How does one play with gender? Well for each person, different things come into play. When one is in a transgendered body, playing with gender is even more difficult than if one happens to feel comfortable in their gender construction. Playing with gender, always sounded like a fabulous game of twister in drag, with sequins, bouffant hair and yellow, purple, pink and blue dots -until the concept of deconstruction factored in. Then “gender fucking” seems the more appropriate term, as deconstruction or readjustment theories conceptualize the poverty and violence enacted upon trans- bodies. How do people who play with gender die? A mass percentage of transgendered individuals, with statistics based on Male to Female(MTF) transitioned individuals, work in high risk jobs such as prostitution, activism or drug dealing. Why do I throw activism into the mix?

These are the voices I’m going to be calling on. Transgendered individuals working towards getting a degree, gender-queer college students who get awkward stares as they debate which bathroom to use, People who question gender as a construct and take a political stance against identifying, against checking the box of male or female. This is the place where discrimination on campus begins, the application form. Are you male or are you female? Are you White, non-white or other?

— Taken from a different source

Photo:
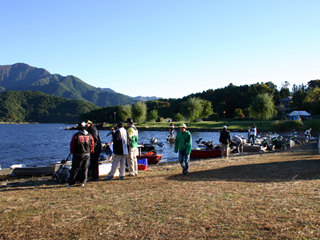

So, for my research, I plan to interview at least 2 individuals, one pre-op(before operation) transsexual, and another healing from Sexual Reassignment Surgery(SRS), as well as writing up two surveys. One will be open ended questions and distributed to interested transgendered people online so the survey will listen to the voices of persons not usually heard and the second survey will be distributed on campus, I’m not yet sure in what volume, allowing people a chance to play with gender and respond. I will suggest some gender play activities, such as trying on heels, wearing baggy jeans and a sweatshirt, going into the wrong bathroom, or for the very brave, cutting their hair, all optional situations stepping out of comfort zones but that are written to be as safe as possible.

Another resource I plan to call on, are my own experiences in gender play. The change reflected in my visual aid of how I looked before and now, and the process of stripping away what happens to an individuals femininity when she shaves her head, for illness, for religion, for rebellion.
Then my last resources are my two favorite transgendered activists: Leslie Feinburg, the author of “Stone Butch Blues,” who self identifies as a masculinized female and prefers gender neutral pronouns such as zir and hir for reference, and Kate Borenstein, author of “Gender Outlaw” and a long-time performance artist who encourages playing with gender for everyone.

Works Cited:
Feinburg, Leslie
Borenstein, Kate

Saturday, March 1, 2008

Abstraction of Gender

Our society is not a safe environment for an individual stepping out of gender norms, they are often greeted with harassment, taunting and “if it comes to that” violence. This is not only a trans-issue, or a “gay” issue, it’s an issue all of us live with everyday when we’re told we’re not masculine enough, or feminine enough, by our parents or uncles, or helpful friends and buddies. These gender stereotypes are unrealistic and unnatural expectations for children, or adults, all of us vary in our likes and dislikes and in our gender performance. I want people not to be murdered for something as silly as liking neon green pumps and having a dick, or buying all the smallest size in men clothes because skirts just don’t sit well on his hips. People are dying for the ego of our society. The cost is a price I’m not willing to pay. So my research project is focused on ways to deconstruct gender, people who have already deconstructed and played with gender and why this critical analysis and deconstruction is necessary to our society at large.